A child who has discovered that by screaming at the top of his lungs he can bring his parents to make concession to him is apt to continue to deploy the same policy whenever his parents attempt to thwart his will. He has learned a trick that infallibly works for him, and why should he abandon the use of this trick so long as it brings him success?
It is absurd to blame human beings, of any age or of any background, for continuing to pursue a policy that has been rewarded with success each time that it has been tried. If you have taught a dog to fetch a stick by giving him a treat each time he brings you back the stick, it seems a bit ridiculous to scold him for making the inference: "If I fetch my master a stick, I will get what I want."
Similarly, it would be nonsensical to explain to those waving the Hamas banner that the blood of their martyrs had nothing to do with the current liberation of Gaza. As the Palestinians watch Israeli soldiers removing Israeli settlers from their homes, is it possible that they cannot fail to see this as an act of national desperation on the part of Israel?
If there is a roadmap to be found in all of this, it is a roadmap that informs the terrorists that what is required in order to defeat the West is just a bit of patience and persistence -- and, of course, the blood of future martyrs. This, of course, is not how the Bush administration sees it, nor is it how the current Israeli government sees it. But it is certainly how the militant Palestinians see it -- and, in the end, it is their interpretation of the Gaza pull out that will matter.
We can tell them that it was Western goodwill and Israeli generosity that had prompted the withdrawal; but the militants will conclude that their triumph was their own doing, brought about by Yasser Arafat's Intifada.
The Israeli government can explain to them that they are evicting the Jewish settlers in the interest of a future harmonious relationship between a Palestinian state and the state of Israel, but what the militants are witnessing with their own eyes is an Israel that is so bitterly and profoundly divided by the Gaza withdrawal that it may lose forever the solidarity of national sentiment that is absolutely critical to its future survival. What greater boon could the militants ask for than for Jewish blood to be shed by Jewish hands in an Israeli house ferociously divided against itself?

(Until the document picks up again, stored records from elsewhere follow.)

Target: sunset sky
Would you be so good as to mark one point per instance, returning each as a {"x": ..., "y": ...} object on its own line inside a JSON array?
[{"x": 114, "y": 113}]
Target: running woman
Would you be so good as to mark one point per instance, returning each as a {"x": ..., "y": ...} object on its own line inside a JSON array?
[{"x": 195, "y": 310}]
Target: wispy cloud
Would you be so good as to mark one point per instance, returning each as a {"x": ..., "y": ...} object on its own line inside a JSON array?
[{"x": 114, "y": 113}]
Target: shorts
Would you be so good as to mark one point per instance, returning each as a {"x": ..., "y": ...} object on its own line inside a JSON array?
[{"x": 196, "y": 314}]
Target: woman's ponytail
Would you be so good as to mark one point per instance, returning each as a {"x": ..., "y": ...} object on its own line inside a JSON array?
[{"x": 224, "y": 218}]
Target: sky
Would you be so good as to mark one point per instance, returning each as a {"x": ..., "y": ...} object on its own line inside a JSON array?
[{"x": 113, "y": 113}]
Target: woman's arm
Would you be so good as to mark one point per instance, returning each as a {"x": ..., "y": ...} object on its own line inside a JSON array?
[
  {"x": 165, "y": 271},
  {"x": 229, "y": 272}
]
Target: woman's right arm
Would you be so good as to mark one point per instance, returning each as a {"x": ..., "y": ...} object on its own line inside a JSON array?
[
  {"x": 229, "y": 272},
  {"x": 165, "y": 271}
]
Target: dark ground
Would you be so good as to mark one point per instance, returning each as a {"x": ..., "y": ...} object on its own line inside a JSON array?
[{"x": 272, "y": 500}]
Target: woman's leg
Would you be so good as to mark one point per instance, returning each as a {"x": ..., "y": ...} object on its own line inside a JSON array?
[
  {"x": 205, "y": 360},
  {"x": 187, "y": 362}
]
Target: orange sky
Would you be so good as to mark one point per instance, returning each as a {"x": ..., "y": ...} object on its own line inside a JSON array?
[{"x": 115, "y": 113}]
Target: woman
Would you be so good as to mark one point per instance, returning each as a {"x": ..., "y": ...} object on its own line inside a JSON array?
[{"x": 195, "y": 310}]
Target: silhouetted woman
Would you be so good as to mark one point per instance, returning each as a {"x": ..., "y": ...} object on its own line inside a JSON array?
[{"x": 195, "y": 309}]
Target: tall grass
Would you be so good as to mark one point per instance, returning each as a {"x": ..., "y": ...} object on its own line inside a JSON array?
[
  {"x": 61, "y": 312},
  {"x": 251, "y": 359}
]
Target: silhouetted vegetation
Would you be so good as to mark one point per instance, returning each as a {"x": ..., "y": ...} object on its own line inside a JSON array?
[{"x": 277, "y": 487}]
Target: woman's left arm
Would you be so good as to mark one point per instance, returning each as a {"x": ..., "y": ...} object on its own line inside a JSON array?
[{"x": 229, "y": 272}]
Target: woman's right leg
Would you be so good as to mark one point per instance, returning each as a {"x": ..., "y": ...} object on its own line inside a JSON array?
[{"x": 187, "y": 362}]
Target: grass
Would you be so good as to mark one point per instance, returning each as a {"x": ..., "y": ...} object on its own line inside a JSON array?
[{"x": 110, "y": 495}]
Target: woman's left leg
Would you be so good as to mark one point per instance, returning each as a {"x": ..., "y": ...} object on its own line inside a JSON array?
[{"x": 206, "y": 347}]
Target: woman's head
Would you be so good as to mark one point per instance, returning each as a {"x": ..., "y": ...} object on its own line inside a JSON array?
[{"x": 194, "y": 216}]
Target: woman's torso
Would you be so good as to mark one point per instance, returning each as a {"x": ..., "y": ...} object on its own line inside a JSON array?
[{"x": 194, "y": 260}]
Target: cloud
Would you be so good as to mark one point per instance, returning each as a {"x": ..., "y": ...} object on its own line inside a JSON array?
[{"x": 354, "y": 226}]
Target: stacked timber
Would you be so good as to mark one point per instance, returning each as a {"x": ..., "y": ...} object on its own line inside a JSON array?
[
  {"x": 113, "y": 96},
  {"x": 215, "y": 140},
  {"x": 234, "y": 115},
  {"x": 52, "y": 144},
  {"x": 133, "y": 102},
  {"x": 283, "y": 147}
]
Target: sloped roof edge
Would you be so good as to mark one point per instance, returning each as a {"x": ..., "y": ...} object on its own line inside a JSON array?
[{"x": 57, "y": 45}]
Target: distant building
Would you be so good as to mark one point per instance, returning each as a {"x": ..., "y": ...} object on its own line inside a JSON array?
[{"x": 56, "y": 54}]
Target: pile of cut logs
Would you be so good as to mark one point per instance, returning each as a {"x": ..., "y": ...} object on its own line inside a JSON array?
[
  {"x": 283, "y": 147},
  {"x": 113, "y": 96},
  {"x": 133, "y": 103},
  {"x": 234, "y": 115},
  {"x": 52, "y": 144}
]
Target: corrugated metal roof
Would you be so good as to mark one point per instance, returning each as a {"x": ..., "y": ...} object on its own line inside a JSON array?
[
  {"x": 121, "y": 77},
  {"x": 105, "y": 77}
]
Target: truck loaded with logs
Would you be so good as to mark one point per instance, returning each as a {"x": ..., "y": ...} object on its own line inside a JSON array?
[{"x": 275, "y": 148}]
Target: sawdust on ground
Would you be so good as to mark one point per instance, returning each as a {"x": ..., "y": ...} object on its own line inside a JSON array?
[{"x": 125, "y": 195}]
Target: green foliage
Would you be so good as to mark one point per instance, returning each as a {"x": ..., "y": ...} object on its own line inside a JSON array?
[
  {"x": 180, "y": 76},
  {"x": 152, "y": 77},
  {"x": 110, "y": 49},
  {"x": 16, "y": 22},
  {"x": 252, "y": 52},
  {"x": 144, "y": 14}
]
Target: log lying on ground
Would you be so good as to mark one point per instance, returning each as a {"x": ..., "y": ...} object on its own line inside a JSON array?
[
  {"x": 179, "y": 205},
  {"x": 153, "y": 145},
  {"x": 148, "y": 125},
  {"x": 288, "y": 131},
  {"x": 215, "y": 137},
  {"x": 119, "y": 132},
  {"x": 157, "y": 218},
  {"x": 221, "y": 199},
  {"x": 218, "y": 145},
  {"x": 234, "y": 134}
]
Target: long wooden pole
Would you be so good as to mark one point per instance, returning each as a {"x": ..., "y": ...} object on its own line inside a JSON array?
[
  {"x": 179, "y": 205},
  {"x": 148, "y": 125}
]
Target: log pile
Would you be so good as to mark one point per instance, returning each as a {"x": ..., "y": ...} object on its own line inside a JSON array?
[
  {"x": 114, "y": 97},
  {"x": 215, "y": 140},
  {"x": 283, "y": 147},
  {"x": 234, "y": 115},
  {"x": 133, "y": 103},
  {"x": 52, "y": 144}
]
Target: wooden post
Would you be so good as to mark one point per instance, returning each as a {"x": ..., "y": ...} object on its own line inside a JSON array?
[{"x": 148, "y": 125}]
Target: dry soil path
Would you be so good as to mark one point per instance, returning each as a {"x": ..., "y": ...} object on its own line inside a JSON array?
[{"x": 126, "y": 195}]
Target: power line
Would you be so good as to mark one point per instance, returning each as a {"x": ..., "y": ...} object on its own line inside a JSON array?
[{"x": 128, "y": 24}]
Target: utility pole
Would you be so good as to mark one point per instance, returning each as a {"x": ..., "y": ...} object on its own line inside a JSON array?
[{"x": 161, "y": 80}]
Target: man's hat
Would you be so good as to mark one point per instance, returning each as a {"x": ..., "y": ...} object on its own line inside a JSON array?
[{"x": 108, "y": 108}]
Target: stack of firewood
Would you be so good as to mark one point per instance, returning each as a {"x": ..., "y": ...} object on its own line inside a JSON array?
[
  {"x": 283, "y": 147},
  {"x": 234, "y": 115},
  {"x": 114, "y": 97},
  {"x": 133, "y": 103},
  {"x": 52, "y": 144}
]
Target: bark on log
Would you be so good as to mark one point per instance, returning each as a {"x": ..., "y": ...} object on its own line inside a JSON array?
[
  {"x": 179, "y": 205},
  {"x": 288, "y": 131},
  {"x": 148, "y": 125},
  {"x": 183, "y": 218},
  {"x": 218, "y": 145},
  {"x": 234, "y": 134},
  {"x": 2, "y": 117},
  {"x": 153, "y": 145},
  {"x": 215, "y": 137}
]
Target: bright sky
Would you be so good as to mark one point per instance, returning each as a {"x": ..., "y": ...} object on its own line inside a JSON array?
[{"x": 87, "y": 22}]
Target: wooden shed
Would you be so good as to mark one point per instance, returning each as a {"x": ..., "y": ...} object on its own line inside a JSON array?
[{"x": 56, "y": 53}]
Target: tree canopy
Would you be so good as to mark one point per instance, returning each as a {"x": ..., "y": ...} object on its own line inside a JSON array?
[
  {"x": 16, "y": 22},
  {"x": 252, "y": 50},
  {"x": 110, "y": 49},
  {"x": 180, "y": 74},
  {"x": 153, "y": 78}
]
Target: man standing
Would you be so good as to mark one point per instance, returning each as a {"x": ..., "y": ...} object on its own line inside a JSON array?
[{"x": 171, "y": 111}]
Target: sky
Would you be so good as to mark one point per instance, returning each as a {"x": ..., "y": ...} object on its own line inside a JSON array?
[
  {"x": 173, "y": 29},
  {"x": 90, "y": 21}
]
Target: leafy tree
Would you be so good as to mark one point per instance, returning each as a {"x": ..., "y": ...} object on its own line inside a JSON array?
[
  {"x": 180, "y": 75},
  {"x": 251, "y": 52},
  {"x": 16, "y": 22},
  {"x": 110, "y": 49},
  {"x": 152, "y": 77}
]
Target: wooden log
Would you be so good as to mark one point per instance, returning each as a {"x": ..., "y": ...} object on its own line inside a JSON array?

The West may try to explain to the Palestinian militants that we are fighting a war against terrorism, but they are all aware that in this so called war against terrorism the West has decided to turn a blind eye to Palestinian terrorism, just as it turned a blind eye to the terrorism of the African National Congress. It is the West that first taught the rest of the world that one man's terrorist is another man's freedom fighter -- and few have learned this lesson better than the Palestinian militants.
If it ain't broke, don't fix it, as the redneck saying goes -- and that is the point of those Hamas banners about the blood of the martyrs. They are celebrations of the Palestinians' peculiar institution of terrorism which, because it is far from being broke, is equally far from ever being fixed.